Why do you think this is a gotcha?
It by-definition does not. The fact that you can't see this I think makes you an inhuman monster.
If this were true, why would I want any of it? Do you seriously consume art you think is garbage for no reason? Are you not busy? Is your life really so boring?
https://en.wikipedia.org/wiki/Sturgeon's_law
The top 40 charts of music? 35 out of the 40 are pure crap, manufactured by people that are playing it by the numbers based on market studies, all in the pursuit of money. Now on top of that, imagine the majority of amateur fluff that people produce that are just low quality, or things that people make that aren't full of gravitas, nuance and actually emotionally impactful.
Wow. This is a very old-man opinion.
Are you comparing people's weekend projects to, I dunno, Marvel movies?
I like amateur fluff, you know? I look for niche indie games on steam or itch.io just because I want to see what people are up to—what fun ideas they have. That it seems to bother you they're not Casablanca is very strange to me.
Ok, so why is the visual idea that some computer hobbyist came up with but didn't have the artistic capability to create not something interesting to you?
I dunno. What is it communicating to me?
That was actually a great article. Thanks for sharing it. There was a lot more context around that event than I'd thought.
So, from a mathematician's perspective, mathematical operations are careful constructs. Their validity and creation being an effort in creativity and, indeed, final catharsis.
To separate the two, one need only dictate the medium of expression.
This exact same criticism was used in the past but aimed at digital art, and, before that, to photography.
And then they proved themselves by showing they do have soul and wit.
Consider this a challenge: make something with AI I actually want to see.
This may shock you but you wanting to see something bears no relevance on whether that something is considered art. Your opinion is not that important.
As Royal Prince Clown of the High Appraiser's Guild in Denmark, unfortunately, my opinion matters the most.
As I understand it, the core purpose of art is communication. Using a graphical editor to create web pages is still honest art in my opinion, because although you're assembling it out of larger primitives, you're still communicating a substantial message. It's similar to collage; the pieces you've assembled aren't your work, and the viewer knows that.

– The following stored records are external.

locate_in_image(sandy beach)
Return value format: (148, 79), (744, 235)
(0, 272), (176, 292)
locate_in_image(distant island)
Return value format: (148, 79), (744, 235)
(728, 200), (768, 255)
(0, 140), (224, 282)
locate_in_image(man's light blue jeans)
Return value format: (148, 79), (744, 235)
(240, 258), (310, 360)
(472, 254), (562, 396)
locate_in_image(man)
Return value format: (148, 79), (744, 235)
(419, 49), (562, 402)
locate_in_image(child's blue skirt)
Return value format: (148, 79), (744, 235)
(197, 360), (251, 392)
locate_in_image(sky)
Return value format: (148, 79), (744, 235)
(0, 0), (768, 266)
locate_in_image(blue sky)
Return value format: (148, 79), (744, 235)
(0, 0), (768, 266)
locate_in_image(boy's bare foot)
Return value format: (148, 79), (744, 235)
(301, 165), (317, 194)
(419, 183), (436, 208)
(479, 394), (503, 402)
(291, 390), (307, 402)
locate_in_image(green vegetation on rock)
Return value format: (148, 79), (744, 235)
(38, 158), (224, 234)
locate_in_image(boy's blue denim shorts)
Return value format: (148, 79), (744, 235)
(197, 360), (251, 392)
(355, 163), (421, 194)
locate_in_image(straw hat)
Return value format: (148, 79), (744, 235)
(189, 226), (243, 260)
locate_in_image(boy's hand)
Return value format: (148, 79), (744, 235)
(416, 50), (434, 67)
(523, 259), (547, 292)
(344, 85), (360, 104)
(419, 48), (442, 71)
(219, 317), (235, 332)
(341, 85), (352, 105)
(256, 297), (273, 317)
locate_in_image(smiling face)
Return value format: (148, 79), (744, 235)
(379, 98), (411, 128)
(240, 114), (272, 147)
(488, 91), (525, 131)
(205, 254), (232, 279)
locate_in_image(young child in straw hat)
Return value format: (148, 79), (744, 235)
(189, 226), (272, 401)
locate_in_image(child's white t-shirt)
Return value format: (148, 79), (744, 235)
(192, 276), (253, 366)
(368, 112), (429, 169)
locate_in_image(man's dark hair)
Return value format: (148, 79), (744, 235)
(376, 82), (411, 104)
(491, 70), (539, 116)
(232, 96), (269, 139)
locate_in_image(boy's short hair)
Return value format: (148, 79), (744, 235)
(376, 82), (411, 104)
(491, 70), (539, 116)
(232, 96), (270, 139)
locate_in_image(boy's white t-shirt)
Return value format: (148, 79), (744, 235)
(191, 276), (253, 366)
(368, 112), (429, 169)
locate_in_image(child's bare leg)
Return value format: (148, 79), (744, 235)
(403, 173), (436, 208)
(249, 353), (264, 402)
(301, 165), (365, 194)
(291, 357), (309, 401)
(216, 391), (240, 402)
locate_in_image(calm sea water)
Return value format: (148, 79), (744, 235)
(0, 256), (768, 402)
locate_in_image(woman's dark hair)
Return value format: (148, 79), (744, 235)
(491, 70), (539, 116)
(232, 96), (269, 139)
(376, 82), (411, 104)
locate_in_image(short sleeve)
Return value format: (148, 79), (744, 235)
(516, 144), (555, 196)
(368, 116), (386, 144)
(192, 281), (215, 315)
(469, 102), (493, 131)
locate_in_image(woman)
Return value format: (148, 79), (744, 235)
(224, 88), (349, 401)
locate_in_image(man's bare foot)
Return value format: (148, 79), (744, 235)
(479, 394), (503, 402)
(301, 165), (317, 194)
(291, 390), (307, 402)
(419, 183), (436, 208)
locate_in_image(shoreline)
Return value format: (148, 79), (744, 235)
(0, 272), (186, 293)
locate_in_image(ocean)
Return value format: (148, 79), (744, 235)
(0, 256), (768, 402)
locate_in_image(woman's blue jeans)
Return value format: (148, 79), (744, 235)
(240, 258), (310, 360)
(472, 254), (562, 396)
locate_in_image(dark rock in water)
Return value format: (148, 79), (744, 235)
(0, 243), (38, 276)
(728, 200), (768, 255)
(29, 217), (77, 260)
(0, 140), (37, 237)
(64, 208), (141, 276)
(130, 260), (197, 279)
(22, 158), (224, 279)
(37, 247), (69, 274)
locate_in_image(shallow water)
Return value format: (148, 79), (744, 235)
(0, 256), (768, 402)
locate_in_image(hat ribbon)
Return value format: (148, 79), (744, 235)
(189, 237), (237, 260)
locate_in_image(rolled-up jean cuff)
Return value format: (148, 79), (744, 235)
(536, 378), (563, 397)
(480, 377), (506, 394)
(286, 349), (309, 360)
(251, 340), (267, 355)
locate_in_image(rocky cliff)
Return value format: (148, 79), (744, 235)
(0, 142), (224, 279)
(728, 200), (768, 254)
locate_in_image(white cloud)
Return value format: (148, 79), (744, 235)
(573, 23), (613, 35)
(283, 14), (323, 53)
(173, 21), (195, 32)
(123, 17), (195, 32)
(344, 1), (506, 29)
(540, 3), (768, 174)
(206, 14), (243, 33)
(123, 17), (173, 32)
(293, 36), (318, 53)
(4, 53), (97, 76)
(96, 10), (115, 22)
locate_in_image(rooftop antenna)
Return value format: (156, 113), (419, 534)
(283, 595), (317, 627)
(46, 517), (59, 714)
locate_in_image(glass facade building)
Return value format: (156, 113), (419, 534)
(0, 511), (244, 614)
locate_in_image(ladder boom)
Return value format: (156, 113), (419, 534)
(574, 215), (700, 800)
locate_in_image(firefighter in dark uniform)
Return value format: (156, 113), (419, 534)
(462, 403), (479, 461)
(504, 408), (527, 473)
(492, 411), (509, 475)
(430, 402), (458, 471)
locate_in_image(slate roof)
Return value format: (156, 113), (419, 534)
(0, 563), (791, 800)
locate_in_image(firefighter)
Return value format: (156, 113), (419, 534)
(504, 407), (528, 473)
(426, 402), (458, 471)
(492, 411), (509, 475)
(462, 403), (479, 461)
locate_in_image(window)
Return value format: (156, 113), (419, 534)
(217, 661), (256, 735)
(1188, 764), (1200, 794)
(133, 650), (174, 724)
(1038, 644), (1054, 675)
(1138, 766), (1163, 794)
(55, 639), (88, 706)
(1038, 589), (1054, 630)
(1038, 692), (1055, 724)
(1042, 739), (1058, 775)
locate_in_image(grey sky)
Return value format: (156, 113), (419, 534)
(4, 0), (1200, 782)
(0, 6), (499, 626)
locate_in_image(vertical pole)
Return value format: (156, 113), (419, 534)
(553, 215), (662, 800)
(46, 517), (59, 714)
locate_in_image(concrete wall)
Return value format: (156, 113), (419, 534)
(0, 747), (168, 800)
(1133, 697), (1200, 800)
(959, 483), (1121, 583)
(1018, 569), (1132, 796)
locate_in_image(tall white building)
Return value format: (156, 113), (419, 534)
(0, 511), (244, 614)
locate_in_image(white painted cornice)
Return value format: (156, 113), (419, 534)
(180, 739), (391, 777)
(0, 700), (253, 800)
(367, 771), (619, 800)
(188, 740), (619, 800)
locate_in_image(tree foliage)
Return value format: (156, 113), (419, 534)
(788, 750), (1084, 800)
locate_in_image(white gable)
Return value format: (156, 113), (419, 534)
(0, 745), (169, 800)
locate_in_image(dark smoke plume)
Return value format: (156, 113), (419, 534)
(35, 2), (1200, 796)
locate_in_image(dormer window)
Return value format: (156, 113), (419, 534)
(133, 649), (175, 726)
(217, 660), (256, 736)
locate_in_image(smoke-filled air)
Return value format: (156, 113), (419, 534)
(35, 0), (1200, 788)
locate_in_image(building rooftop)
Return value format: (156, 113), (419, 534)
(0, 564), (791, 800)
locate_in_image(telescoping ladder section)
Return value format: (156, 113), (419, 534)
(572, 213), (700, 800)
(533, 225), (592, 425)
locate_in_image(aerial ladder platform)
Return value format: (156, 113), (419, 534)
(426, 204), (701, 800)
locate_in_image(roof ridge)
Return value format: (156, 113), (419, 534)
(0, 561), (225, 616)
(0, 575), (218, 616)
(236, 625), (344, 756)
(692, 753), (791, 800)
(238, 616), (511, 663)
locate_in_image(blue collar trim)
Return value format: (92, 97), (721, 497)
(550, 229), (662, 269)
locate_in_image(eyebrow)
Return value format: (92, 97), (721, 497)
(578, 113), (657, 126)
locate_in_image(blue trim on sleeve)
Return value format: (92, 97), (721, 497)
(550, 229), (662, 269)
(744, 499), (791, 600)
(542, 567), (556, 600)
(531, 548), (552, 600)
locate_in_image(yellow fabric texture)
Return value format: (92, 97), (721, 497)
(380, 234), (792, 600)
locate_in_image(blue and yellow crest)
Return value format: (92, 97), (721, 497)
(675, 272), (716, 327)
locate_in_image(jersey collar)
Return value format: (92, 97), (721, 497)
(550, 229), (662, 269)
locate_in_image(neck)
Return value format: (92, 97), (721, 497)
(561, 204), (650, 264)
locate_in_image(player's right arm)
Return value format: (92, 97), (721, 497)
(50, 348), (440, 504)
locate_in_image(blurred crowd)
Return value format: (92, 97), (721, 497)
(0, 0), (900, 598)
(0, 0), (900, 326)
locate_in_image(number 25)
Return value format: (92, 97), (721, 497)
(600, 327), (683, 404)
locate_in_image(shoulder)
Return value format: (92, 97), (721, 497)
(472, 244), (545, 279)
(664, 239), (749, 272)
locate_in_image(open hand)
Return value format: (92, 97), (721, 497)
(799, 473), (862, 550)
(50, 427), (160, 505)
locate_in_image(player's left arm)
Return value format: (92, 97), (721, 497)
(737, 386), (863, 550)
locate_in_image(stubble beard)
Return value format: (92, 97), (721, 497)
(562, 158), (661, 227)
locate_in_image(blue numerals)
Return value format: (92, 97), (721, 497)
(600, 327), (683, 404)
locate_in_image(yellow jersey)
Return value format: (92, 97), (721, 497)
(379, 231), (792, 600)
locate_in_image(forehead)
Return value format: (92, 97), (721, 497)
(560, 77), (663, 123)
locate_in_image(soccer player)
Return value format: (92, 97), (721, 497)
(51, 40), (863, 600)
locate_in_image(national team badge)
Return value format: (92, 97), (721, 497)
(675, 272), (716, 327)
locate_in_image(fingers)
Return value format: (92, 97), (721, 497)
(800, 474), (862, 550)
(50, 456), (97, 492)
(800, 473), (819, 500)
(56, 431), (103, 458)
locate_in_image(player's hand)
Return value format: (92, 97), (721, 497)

The important part is how they're arranged and the message that arrangement communicates.
AI-generated art feels deceptive and hollow to a lot of people because when we see art, we expect it to communicate something substantial, but in the case of AI art, the model can't magically add more meaning beyond the words of the prompt. Not to mention, the cultural grand larceny involved in creating AI art tools leaves a bad taste in most honest people's mouths.
You don't need to understand the binary level to make a web page though. At some point you probably don't need more than a basic awareness of the processes a few levels above/below what you will be using.